Gunmen aligned with Fatah said to have demanded tax on non-Muslims, leading to rioting in village near Ramallah
Newly installed Palestinian Authority Prime Minister Mohammad Shtayyeh vowed on Saturday to protect Palestinian Christians after an attack earlier in the day by gunmen aligned with PA President Mahmoud Abbas’s Fatah Party.
The incident took place in Jifna, a predominantly Christian village near Ramallah in the West Bank with a population of about 2,000 people.
Residents accuse the gunmen of storming the village and insulting them. The dispute allegedly started when a woman accused the son of an influential Palestinian official of assaulting her and her children as she drove into her village.
Without mentioning the incident specifically, Shtayyeh said in Ramallah during celebrations marking the Holy Fire and Easter holidays: “Christians are not just a community in Palestine, they are a major component of our people and we do not allow the use of these vocabularies.”
Villagers say the attackers demanded that they pay a Jizya, a long-unused tax imposed on non-Muslim subjects living under Islamic rule. This infuriated them, and they said the situation was out of control for hours.
The Media Line spoke with an eyewitness who identified himself only as Joe for fear of reprisals, and who said the attack had come as a shock to him and the rest of the village.
“I was born here, I grew up here and I’m a full citizen like everyone,” Joe said. He added that the Palestinian Authority police showed up only three hours after they had been called.
A statement issued by Jifna’s residents described the PA security forces’ late arrival as a “failure” to protect its citizens. They said the gunmen’s behavior resembled that of gangs and mobs.

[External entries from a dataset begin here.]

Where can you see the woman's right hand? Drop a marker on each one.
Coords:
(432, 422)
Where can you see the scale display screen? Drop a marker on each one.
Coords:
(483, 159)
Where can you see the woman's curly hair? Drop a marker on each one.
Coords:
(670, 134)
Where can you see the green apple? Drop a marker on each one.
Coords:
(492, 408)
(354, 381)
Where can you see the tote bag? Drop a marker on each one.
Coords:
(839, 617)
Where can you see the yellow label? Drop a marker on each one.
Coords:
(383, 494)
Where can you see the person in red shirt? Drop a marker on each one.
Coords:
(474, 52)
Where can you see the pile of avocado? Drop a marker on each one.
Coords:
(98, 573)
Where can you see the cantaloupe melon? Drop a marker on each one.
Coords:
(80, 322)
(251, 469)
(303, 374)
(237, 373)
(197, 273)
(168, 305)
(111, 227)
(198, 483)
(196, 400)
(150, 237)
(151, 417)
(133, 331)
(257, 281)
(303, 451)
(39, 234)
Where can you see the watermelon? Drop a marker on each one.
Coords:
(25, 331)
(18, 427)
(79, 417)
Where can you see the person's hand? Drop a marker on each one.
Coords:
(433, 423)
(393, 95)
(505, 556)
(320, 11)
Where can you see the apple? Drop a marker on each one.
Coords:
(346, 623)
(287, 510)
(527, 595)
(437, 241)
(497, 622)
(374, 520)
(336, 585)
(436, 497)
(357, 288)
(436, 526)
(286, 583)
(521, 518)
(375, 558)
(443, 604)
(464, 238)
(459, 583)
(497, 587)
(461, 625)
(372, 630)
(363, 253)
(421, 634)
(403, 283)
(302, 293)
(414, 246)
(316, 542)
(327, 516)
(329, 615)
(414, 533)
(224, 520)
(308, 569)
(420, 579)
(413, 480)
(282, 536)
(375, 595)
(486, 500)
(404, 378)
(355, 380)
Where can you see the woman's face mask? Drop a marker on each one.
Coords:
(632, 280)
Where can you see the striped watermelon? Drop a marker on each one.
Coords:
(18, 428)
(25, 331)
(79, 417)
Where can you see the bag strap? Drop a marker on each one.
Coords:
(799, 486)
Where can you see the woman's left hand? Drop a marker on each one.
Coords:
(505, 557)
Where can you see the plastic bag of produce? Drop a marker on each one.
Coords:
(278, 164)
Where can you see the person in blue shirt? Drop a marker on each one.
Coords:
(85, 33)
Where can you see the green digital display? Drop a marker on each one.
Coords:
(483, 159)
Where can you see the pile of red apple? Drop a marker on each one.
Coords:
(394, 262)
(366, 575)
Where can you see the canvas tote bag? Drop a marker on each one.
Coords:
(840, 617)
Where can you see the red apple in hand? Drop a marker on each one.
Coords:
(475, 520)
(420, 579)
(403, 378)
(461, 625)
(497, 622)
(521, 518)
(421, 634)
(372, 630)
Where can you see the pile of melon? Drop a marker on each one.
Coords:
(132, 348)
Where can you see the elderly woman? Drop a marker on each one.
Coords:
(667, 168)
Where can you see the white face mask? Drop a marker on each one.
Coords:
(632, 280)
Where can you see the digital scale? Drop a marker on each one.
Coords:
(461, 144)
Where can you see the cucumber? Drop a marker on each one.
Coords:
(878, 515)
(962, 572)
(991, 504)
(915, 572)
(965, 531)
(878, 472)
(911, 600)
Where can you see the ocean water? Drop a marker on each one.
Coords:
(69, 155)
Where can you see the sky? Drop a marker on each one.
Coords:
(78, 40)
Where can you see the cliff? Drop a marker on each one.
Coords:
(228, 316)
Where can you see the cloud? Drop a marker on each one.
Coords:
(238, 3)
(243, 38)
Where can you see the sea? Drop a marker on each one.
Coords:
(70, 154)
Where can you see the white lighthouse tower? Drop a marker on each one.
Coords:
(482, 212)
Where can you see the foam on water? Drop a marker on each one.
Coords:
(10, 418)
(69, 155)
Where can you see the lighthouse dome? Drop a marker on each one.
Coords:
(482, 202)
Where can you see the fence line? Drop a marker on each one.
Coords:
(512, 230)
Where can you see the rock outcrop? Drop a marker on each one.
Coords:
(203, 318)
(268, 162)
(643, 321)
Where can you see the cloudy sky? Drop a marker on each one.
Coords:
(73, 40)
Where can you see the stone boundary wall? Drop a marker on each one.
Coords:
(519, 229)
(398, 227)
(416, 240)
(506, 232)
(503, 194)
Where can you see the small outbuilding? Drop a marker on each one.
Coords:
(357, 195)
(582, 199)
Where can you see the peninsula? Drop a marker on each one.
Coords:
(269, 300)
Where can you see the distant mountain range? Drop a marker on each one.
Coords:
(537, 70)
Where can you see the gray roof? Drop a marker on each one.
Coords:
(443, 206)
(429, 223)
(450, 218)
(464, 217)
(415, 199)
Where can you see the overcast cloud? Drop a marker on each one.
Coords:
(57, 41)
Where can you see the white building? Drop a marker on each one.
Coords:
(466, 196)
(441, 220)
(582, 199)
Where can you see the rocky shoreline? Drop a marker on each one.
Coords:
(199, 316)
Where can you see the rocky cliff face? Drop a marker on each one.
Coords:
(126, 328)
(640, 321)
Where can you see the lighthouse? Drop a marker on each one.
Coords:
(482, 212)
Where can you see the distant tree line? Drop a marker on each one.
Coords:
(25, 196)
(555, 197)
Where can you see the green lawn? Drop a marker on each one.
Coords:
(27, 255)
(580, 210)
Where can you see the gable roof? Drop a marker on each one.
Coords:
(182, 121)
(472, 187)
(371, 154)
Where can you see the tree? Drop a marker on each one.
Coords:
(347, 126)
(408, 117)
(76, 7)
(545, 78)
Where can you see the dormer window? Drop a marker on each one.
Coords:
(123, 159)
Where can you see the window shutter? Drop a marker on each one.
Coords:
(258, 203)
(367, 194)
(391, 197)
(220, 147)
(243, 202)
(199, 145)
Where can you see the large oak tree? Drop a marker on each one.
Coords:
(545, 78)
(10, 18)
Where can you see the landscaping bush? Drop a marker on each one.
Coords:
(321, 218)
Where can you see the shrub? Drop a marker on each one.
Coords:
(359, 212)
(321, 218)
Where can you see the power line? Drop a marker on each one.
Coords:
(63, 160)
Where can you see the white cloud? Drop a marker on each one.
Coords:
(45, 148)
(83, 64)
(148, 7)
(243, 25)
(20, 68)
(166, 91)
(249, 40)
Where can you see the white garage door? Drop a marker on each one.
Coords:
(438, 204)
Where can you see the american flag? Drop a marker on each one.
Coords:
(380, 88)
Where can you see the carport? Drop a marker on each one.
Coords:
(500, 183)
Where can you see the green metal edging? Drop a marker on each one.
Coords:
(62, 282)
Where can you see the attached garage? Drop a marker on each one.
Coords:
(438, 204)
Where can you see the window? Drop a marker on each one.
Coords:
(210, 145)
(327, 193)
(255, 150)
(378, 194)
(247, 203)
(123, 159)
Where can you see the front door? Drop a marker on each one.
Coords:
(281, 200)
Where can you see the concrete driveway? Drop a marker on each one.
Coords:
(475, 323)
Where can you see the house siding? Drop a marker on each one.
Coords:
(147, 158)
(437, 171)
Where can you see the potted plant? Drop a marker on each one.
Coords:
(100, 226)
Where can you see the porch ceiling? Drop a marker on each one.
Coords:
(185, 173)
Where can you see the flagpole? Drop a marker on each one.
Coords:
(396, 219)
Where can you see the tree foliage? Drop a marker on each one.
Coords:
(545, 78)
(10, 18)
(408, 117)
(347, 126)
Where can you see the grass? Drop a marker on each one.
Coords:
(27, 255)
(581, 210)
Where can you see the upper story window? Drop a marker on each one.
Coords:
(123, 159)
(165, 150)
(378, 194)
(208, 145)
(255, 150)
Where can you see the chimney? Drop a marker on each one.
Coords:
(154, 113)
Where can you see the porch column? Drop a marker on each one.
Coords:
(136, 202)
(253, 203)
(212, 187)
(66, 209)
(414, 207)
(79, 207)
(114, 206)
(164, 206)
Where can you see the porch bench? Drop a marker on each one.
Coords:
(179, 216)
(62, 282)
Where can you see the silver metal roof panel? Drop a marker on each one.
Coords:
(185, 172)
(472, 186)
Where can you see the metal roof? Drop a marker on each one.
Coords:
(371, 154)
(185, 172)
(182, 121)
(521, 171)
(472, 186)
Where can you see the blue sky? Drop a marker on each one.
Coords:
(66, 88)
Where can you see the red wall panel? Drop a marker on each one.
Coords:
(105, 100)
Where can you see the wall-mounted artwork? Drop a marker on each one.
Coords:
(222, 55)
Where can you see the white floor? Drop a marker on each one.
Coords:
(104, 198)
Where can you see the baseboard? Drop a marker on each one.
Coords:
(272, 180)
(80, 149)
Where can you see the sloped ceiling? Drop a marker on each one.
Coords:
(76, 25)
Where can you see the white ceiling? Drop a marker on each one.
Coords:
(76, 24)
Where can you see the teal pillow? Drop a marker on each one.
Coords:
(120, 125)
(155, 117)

“The village became a scene for anarchy and lawlessness,” they said in the statement.
Another local man who witnessed what happened and asked not to be identified at all said the group “hurled rocks and fired in the air.”
Palestinian officials said the security situation in areas under PA jurisdiction was under control and that incidents of this type are the exception. PA police vehemently denied accusations that the security situation was slipping out of control, adding that they treat every incident “seriously” and “without favoritism.”
The governor of Ramallah, Leila Ghanam, promised a swift investigation, saying the suspects would be brought to justice.
“We will not allow anyone to meddle with our social and national fabric,” she said.
The family of the man accused of starting the incident issued its own statement denying that there had been insults or demands on Christians to pay a Jizya or any other tax.
A statement issued on Monday by the Jifna village council thanked Shtayyeh and the PA security forces for taking the necessary steps to “redress the repercussions of the assault on the village and to realize their rights,” adding that they had agreed to hold a reconciliation meeting on Monday evening at the village church.
Palestinian media reported that the gunmen were Fatah activists from the nearby Al-Amari refugee camp.
Incidents like these are rare in the West Bank.